Physiology 7 Flashcards
What is the normal pH and range?
pH = 7.4 range = 7.37 - 7.43
What should the ratio between bicarbonate and carbonic acid be?
20:1
What is unique about the bicarbonate buffer system?
It is an open buffer system, it includes gas which means the gas can be breathed off, meaning the equation won’t start pushing backwards.
How do we control carbon dioxide?
Via the respiratory system
How do we control bicarbonate?
Via the kidneys
what is the bicarbonate buffer system equation?
carbon dioxide + water = carbonic acid = Bicarbonate + H+ (proton)
How is the pH maintained in the extracellular fluid?
Via the bicarbonate buffer mainly
How is the pH maintained in the intracellular fluid?
Via importing H+ into cells (so its not free to contribute to pH) - this is done by swapping H+ for a K+ inside the cell, or by adding Cl- alongside H+.
What is a complication of acidosis?
hyperkalaemia - H+ is swapped for K+ which is now free in the plasma.
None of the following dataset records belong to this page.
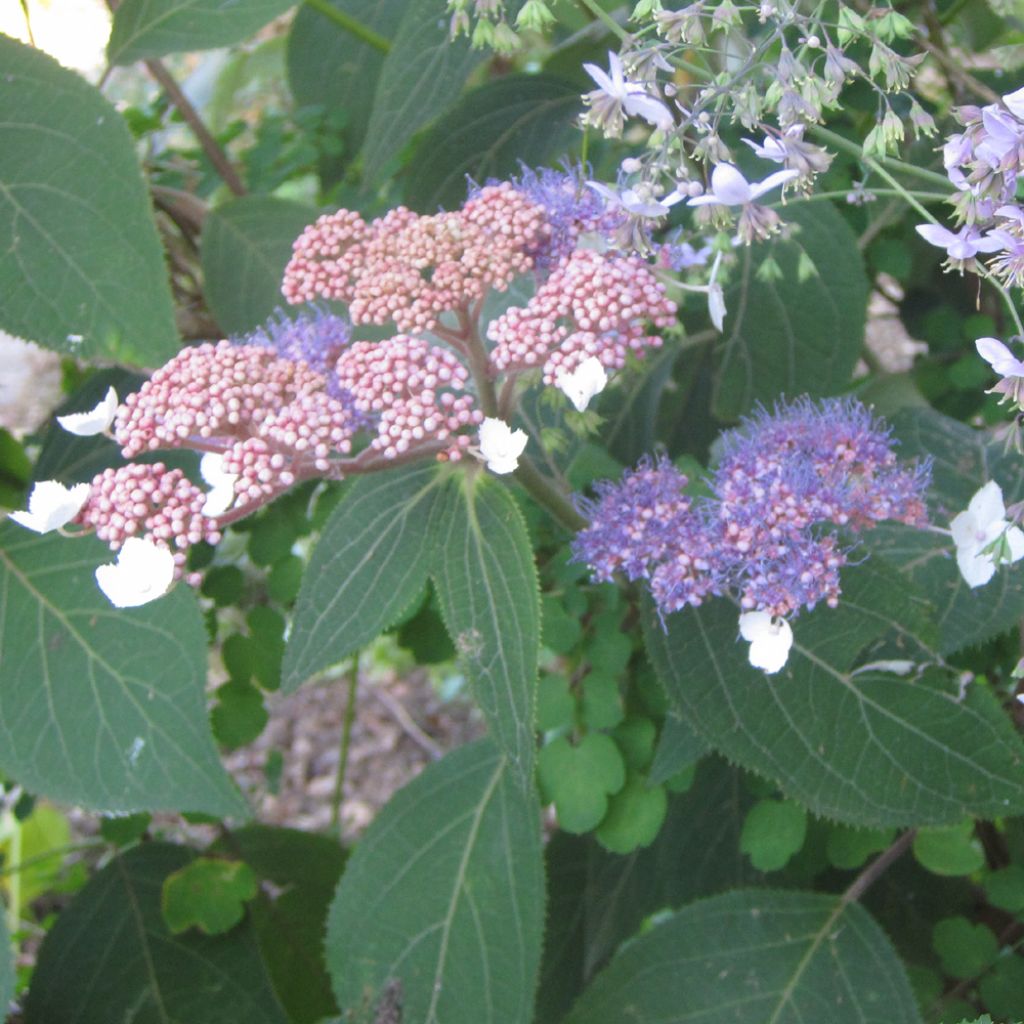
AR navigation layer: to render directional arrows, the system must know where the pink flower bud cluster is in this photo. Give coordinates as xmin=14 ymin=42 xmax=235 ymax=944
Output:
xmin=487 ymin=249 xmax=676 ymax=384
xmin=282 ymin=183 xmax=550 ymax=331
xmin=335 ymin=334 xmax=483 ymax=459
xmin=75 ymin=462 xmax=220 ymax=579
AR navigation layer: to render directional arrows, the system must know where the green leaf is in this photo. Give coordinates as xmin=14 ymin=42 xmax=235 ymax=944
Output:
xmin=216 ymin=825 xmax=345 ymax=1024
xmin=714 ymin=203 xmax=868 ymax=421
xmin=645 ymin=561 xmax=1024 ymax=826
xmin=430 ymin=473 xmax=541 ymax=779
xmin=404 ymin=75 xmax=580 ymax=213
xmin=913 ymin=818 xmax=985 ymax=874
xmin=106 ymin=0 xmax=294 ymax=65
xmin=362 ymin=0 xmax=483 ymax=180
xmin=865 ymin=410 xmax=1024 ymax=654
xmin=200 ymin=196 xmax=316 ymax=334
xmin=286 ymin=0 xmax=408 ymax=159
xmin=537 ymin=758 xmax=760 ymax=1024
xmin=283 ymin=465 xmax=440 ymax=692
xmin=25 ymin=843 xmax=287 ymax=1024
xmin=932 ymin=914 xmax=999 ymax=978
xmin=739 ymin=800 xmax=807 ymax=871
xmin=0 ymin=913 xmax=14 ymax=1013
xmin=0 ymin=37 xmax=179 ymax=366
xmin=538 ymin=732 xmax=626 ymax=833
xmin=160 ymin=857 xmax=257 ymax=935
xmin=0 ymin=523 xmax=248 ymax=815
xmin=594 ymin=771 xmax=669 ymax=853
xmin=327 ymin=740 xmax=544 ymax=1024
xmin=565 ymin=890 xmax=920 ymax=1024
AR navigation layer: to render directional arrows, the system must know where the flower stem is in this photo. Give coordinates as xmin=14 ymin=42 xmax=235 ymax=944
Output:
xmin=306 ymin=0 xmax=391 ymax=53
xmin=331 ymin=651 xmax=359 ymax=831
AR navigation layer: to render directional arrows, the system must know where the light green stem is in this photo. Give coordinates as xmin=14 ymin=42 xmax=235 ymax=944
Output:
xmin=305 ymin=0 xmax=391 ymax=53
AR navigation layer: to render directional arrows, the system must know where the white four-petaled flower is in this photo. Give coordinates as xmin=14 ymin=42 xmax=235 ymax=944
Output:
xmin=739 ymin=611 xmax=793 ymax=675
xmin=57 ymin=388 xmax=118 ymax=437
xmin=96 ymin=537 xmax=174 ymax=608
xmin=949 ymin=480 xmax=1024 ymax=587
xmin=555 ymin=355 xmax=608 ymax=413
xmin=10 ymin=480 xmax=91 ymax=534
xmin=480 ymin=416 xmax=527 ymax=473
xmin=687 ymin=164 xmax=800 ymax=206
xmin=974 ymin=338 xmax=1024 ymax=377
xmin=199 ymin=452 xmax=239 ymax=517
xmin=583 ymin=51 xmax=675 ymax=131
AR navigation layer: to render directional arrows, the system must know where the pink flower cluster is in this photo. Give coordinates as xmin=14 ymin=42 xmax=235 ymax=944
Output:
xmin=282 ymin=183 xmax=550 ymax=331
xmin=75 ymin=462 xmax=220 ymax=579
xmin=335 ymin=334 xmax=483 ymax=460
xmin=487 ymin=249 xmax=676 ymax=384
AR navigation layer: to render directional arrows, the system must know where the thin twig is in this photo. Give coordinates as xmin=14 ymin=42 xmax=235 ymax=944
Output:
xmin=145 ymin=57 xmax=247 ymax=196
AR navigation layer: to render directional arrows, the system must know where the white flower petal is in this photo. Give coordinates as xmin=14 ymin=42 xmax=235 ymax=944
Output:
xmin=480 ymin=416 xmax=528 ymax=473
xmin=555 ymin=355 xmax=608 ymax=413
xmin=10 ymin=480 xmax=92 ymax=534
xmin=96 ymin=537 xmax=174 ymax=608
xmin=57 ymin=388 xmax=118 ymax=437
xmin=739 ymin=611 xmax=793 ymax=675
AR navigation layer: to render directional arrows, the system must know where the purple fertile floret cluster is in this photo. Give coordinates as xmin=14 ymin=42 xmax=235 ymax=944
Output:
xmin=470 ymin=165 xmax=627 ymax=278
xmin=573 ymin=398 xmax=930 ymax=615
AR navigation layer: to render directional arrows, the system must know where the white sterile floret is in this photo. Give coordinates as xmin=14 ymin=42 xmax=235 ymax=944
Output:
xmin=10 ymin=480 xmax=91 ymax=534
xmin=57 ymin=388 xmax=118 ymax=437
xmin=555 ymin=355 xmax=608 ymax=413
xmin=949 ymin=480 xmax=1024 ymax=587
xmin=739 ymin=611 xmax=793 ymax=675
xmin=96 ymin=537 xmax=174 ymax=608
xmin=199 ymin=452 xmax=239 ymax=517
xmin=480 ymin=416 xmax=527 ymax=473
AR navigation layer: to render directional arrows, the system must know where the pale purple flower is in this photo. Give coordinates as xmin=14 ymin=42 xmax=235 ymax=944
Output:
xmin=687 ymin=164 xmax=800 ymax=206
xmin=974 ymin=338 xmax=1024 ymax=377
xmin=583 ymin=51 xmax=675 ymax=131
xmin=914 ymin=224 xmax=1000 ymax=260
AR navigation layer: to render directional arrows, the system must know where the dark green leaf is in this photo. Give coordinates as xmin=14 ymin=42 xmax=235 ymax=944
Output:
xmin=106 ymin=0 xmax=294 ymax=65
xmin=362 ymin=0 xmax=483 ymax=180
xmin=25 ymin=843 xmax=287 ymax=1024
xmin=0 ymin=37 xmax=179 ymax=366
xmin=430 ymin=473 xmax=541 ymax=779
xmin=715 ymin=203 xmax=868 ymax=420
xmin=287 ymin=0 xmax=408 ymax=157
xmin=0 ymin=524 xmax=248 ymax=815
xmin=200 ymin=196 xmax=316 ymax=334
xmin=646 ymin=561 xmax=1024 ymax=826
xmin=866 ymin=410 xmax=1024 ymax=653
xmin=404 ymin=75 xmax=581 ymax=213
xmin=327 ymin=740 xmax=544 ymax=1024
xmin=217 ymin=825 xmax=345 ymax=1024
xmin=160 ymin=857 xmax=257 ymax=935
xmin=284 ymin=465 xmax=440 ymax=691
xmin=565 ymin=890 xmax=921 ymax=1024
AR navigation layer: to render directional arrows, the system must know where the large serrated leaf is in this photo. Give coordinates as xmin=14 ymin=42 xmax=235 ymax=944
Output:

Hyperkalaemia >5.5 and causes reduction in the resting membrane potential
What is the normal value of Bicarbonate?
24mmoles (22-26)
What is the normal value of PCO2?
40mmHg
What is a side effect of chronic renal failure?
Chronic acid load - the kidneys can’t remove the H+ so bicarbonate is increased by taking it from the bone.
When is intracellular buffering used?
In chronic acid loading.
When is the buffer system used?
the buffer system is used first to control pH levels, but it doesn’t REMOVE H+.
How do we remove H+ ions?
This is done using the kidneys. it is the definitive way to correct pH and occurs after buffering.
What is the point in buffering?
It maintains the pH until the kidney fixes it.
how is metabolic acid buffered?
43% in the ECF, 57% in the ICF.
How is respiratory acid buffered?
97% in cells (using haemoglobin)
3% in the plasma.
What controls bicarbonate?
The kidneys
What controls carbon dioxide?
The lungs
How does the kidneys reabsorb filtered bicarbonate?
Bicarbonate is filtered at the glomerulus and is in the tubule.
- hydrogen is transported out of the cell, sodium is transported into the cell to maintain the electrochemical gradient
- the hydrogen binds with the bicarbonate to create carbonic acid (via carbonic anhydrase)
- The carbonic acid dissociate into carbon dioxide and water
- the carbon dioxide is transported into the tubule cell where it binds with water again
- it creates carbonic acid - which dissolves into H+ and bicarbonate
- the H+ is secreted (to be reused again) and the bicarbonate is taken up into the blood
How does the kidney remove H+ and create new bicarbonate (initially)?
- using diphosphate
- carbon dioxide from the blood enters the tubule cell, it binds with water and uses carbonic anhydrase to become carbonic acid - it dissociates into bicarbonate (which is reabsorbed into the blood) and into H+ which is excreted into the tubule to be excreted
- diphosphate is in the tubule lumen - the sodium is absorbed into the tubule cell and Hydrogen is put out to maintain the electrochemical gradient
- the dibasic phosphate is excreted in the urine
Why can H+ not be removed on its own?
It would make the urine too acidic
What is the pH of the urine?
4.5-5.5 (Max 8)
How does the kidney excrete H+ and create bicarbonate (long term)?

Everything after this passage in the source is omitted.